Thursday, November 17, 2011

Taiwan Drills Test Defenses Against China Attack

CHIATUNG, Taiwan - Taiwan's military on Nov. 17 carried out a major maneuver testing its ability to withstand a D-Day style attack by China.

A U.S.-made F-16 fighter of the Taiwanese air force flies at low-altitude over a highway in Chiatung during a drill Nov. 17 (Patrick Lin / AFP via Getty Images)
The drill, held on the south of the island, pitted a marine brigade, acting as an enemy landing force, against a motorized infantry brigade defending the island, according to the defense ministry.
The air force had planned to have four aircraft, including a U.S.-made F-16, land on and take off from a sealed-off section of a highway near the southern city of Pingtung but had to skip that part of the drill due to low visibility.

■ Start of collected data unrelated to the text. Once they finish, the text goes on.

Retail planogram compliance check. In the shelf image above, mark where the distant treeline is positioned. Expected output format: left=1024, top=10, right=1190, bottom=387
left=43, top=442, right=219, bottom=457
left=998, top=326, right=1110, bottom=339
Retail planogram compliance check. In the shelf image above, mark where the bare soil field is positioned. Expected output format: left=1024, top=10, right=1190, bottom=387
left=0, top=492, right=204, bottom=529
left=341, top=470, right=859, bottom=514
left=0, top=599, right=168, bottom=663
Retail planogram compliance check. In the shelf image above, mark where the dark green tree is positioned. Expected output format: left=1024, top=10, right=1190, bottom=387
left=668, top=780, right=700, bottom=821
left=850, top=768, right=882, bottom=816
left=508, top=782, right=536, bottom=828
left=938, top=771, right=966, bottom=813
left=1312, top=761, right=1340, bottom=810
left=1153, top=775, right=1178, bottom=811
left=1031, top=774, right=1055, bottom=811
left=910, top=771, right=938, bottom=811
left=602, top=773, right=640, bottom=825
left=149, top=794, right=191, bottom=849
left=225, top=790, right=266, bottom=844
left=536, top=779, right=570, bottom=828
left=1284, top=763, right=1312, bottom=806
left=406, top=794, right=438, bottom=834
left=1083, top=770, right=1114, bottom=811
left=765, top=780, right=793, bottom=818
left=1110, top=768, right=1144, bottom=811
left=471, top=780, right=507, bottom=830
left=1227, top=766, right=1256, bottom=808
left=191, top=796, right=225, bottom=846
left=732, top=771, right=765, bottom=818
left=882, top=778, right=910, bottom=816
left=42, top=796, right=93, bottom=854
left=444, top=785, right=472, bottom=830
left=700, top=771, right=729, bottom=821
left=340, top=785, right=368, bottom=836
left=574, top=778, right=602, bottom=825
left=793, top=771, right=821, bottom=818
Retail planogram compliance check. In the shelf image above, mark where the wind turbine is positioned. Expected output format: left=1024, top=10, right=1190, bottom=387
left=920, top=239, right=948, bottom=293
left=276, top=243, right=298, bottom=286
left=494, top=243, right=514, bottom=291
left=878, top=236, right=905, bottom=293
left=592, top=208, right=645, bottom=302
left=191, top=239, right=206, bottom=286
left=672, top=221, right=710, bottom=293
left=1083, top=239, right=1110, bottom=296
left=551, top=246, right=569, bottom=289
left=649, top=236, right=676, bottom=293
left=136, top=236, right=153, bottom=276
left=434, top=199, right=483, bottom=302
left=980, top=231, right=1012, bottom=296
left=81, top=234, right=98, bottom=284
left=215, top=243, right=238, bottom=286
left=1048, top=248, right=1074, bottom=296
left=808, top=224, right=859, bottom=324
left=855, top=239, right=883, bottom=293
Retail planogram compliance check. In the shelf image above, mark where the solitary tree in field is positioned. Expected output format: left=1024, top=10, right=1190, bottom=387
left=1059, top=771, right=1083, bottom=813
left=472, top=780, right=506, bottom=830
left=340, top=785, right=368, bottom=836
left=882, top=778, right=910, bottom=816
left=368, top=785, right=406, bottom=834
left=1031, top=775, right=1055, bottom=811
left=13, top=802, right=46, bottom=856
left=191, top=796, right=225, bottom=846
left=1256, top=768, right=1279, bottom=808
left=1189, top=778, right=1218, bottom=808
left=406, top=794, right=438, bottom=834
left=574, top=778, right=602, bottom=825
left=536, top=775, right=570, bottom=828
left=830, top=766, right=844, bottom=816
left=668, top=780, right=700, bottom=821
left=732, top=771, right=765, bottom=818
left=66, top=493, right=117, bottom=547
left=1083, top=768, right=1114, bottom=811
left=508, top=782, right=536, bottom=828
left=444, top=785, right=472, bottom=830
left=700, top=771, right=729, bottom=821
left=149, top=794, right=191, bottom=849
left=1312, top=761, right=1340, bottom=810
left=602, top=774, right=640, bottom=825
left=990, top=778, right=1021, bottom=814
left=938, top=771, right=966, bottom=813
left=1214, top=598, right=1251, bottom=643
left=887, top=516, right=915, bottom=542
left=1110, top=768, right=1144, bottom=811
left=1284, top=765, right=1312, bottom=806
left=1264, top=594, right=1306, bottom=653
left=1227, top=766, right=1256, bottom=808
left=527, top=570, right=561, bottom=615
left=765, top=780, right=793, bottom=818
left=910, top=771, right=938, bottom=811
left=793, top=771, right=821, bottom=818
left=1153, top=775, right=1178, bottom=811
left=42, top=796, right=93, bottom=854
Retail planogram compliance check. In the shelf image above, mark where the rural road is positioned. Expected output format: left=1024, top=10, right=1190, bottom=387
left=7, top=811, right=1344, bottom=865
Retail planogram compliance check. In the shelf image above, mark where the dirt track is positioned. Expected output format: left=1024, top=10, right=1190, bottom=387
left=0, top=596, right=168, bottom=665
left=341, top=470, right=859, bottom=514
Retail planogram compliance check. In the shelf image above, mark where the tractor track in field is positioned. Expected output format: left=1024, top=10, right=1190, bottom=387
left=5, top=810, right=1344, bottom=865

Ties between Taiwan and China have improved drastically since Ma Ying-jeou of the China-friendly Kuomintang party became president in 2008. Ma promised to boost trade links and allow more Chinese tourists to visit the island.

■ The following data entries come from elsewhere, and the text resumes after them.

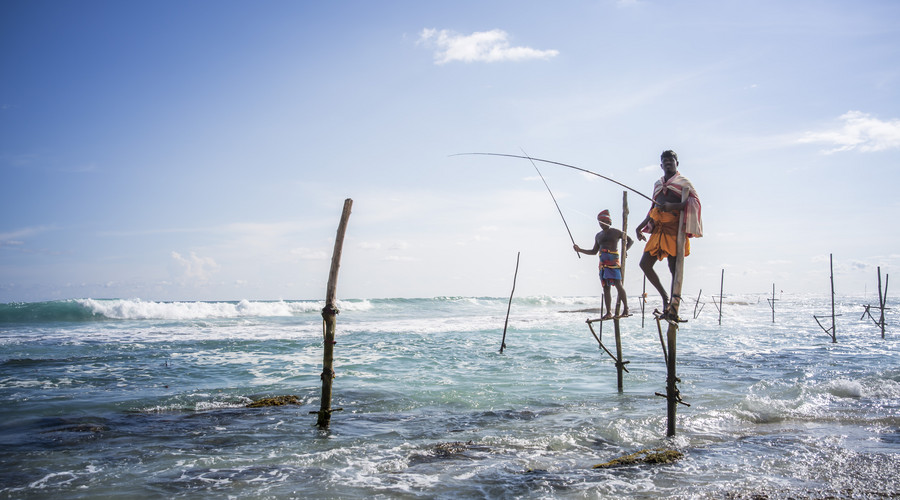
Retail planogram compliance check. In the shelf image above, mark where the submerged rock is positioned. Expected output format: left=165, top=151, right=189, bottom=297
left=244, top=395, right=302, bottom=408
left=593, top=448, right=684, bottom=469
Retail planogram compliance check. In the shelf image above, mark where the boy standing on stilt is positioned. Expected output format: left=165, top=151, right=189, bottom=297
left=635, top=150, right=703, bottom=320
left=574, top=210, right=634, bottom=319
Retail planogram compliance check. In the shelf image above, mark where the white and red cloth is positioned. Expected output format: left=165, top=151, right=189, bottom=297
left=644, top=172, right=703, bottom=238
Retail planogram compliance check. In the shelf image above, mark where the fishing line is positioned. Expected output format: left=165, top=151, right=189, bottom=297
left=522, top=149, right=581, bottom=259
left=458, top=151, right=659, bottom=206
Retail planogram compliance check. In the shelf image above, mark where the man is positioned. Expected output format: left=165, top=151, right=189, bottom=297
left=636, top=150, right=703, bottom=319
left=575, top=210, right=634, bottom=319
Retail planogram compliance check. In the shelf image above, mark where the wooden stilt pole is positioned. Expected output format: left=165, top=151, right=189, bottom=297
left=641, top=274, right=647, bottom=329
left=666, top=189, right=692, bottom=437
left=609, top=191, right=628, bottom=392
left=310, top=198, right=353, bottom=429
left=500, top=252, right=522, bottom=354
left=881, top=274, right=891, bottom=338
left=878, top=266, right=884, bottom=338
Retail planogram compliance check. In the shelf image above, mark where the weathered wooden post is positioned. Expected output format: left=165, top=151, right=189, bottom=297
left=641, top=274, right=647, bottom=329
left=666, top=188, right=692, bottom=437
left=310, top=198, right=353, bottom=429
left=769, top=283, right=778, bottom=323
left=813, top=254, right=841, bottom=344
left=500, top=252, right=522, bottom=354
left=610, top=191, right=628, bottom=392
left=859, top=266, right=890, bottom=338
left=828, top=254, right=837, bottom=344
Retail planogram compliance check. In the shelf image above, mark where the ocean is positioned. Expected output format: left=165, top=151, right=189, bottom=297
left=0, top=291, right=900, bottom=499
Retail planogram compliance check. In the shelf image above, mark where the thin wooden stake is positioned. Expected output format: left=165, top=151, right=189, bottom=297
left=500, top=252, right=522, bottom=354
left=719, top=269, right=725, bottom=326
left=828, top=254, right=837, bottom=344
left=766, top=283, right=778, bottom=323
left=813, top=254, right=841, bottom=344
left=311, top=198, right=353, bottom=429
left=694, top=288, right=703, bottom=319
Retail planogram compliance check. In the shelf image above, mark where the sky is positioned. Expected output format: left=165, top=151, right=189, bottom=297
left=0, top=0, right=900, bottom=303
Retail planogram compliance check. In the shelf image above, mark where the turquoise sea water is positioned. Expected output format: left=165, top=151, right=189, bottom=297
left=0, top=294, right=900, bottom=499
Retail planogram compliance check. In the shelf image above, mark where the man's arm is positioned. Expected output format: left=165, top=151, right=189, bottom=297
left=634, top=209, right=653, bottom=241
left=574, top=231, right=603, bottom=255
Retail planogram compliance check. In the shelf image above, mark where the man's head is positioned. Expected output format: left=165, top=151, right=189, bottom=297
left=597, top=210, right=612, bottom=229
left=659, top=149, right=678, bottom=176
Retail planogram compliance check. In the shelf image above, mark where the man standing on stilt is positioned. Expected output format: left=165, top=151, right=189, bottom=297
left=636, top=150, right=703, bottom=319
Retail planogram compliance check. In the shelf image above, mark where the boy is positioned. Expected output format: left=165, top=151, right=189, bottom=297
left=575, top=210, right=634, bottom=319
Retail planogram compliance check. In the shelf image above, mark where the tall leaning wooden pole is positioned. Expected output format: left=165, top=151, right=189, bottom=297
left=666, top=189, right=690, bottom=437
left=311, top=198, right=353, bottom=429
left=601, top=191, right=628, bottom=392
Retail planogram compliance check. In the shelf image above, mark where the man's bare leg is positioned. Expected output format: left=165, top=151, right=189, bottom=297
left=616, top=280, right=628, bottom=316
left=641, top=252, right=672, bottom=311
left=603, top=284, right=612, bottom=319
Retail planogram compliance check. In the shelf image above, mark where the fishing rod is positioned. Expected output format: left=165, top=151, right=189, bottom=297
left=458, top=153, right=659, bottom=205
left=522, top=149, right=581, bottom=259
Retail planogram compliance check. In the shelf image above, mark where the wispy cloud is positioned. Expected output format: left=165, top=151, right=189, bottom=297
left=418, top=29, right=559, bottom=64
left=799, top=111, right=900, bottom=154
left=0, top=226, right=54, bottom=247
left=291, top=247, right=328, bottom=260
left=172, top=252, right=219, bottom=285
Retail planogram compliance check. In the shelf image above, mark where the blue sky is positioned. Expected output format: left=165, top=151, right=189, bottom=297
left=0, top=0, right=900, bottom=302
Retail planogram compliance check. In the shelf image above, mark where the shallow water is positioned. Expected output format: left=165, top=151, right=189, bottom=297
left=0, top=295, right=900, bottom=498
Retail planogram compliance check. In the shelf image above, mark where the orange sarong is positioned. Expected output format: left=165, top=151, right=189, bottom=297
left=644, top=206, right=691, bottom=260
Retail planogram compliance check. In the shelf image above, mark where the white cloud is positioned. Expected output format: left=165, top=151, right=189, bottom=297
left=0, top=226, right=53, bottom=247
left=172, top=252, right=219, bottom=284
left=799, top=111, right=900, bottom=154
left=419, top=29, right=559, bottom=64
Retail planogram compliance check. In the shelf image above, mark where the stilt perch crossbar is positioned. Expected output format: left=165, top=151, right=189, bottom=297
left=500, top=252, right=522, bottom=354
left=310, top=198, right=353, bottom=429
left=859, top=266, right=891, bottom=338
left=813, top=254, right=841, bottom=344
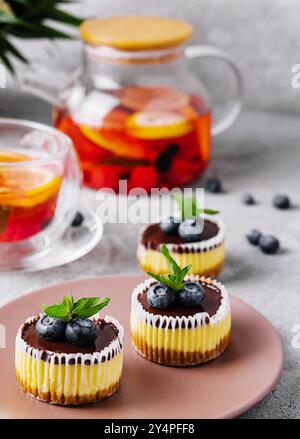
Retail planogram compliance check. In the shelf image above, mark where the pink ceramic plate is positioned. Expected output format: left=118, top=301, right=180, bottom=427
left=0, top=276, right=283, bottom=419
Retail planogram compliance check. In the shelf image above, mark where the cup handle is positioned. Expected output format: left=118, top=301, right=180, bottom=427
left=185, top=46, right=244, bottom=136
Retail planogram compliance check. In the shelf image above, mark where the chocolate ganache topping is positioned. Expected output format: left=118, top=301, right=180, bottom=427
left=22, top=320, right=119, bottom=354
left=141, top=219, right=219, bottom=250
left=138, top=282, right=221, bottom=317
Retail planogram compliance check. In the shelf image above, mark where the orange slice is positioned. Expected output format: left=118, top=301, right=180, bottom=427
left=126, top=111, right=193, bottom=140
left=0, top=149, right=30, bottom=163
left=0, top=167, right=62, bottom=208
left=79, top=125, right=156, bottom=160
left=120, top=86, right=190, bottom=111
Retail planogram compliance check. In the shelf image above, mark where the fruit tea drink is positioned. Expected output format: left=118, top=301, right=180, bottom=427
left=0, top=149, right=62, bottom=243
left=54, top=86, right=211, bottom=191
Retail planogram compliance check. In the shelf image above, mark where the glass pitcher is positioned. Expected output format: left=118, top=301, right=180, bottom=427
left=22, top=16, right=242, bottom=191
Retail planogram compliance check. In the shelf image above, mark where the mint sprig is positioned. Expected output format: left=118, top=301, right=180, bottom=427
left=147, top=244, right=192, bottom=292
left=41, top=294, right=110, bottom=322
left=173, top=193, right=219, bottom=220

But China still claims sovereignty over Taiwan, which has governed itself since 1949, and has vowed to get it back, by force if necessary.
As a result, China continues to build up its military facing Taiwan, focusing especially on weaponry that can help bring the island to its knees, should the need arise.
Taiwanese experts estimate that China has more than 1,600 missiles aimed at the island and has recently deployed a new type of ballistic missile despite improving ties.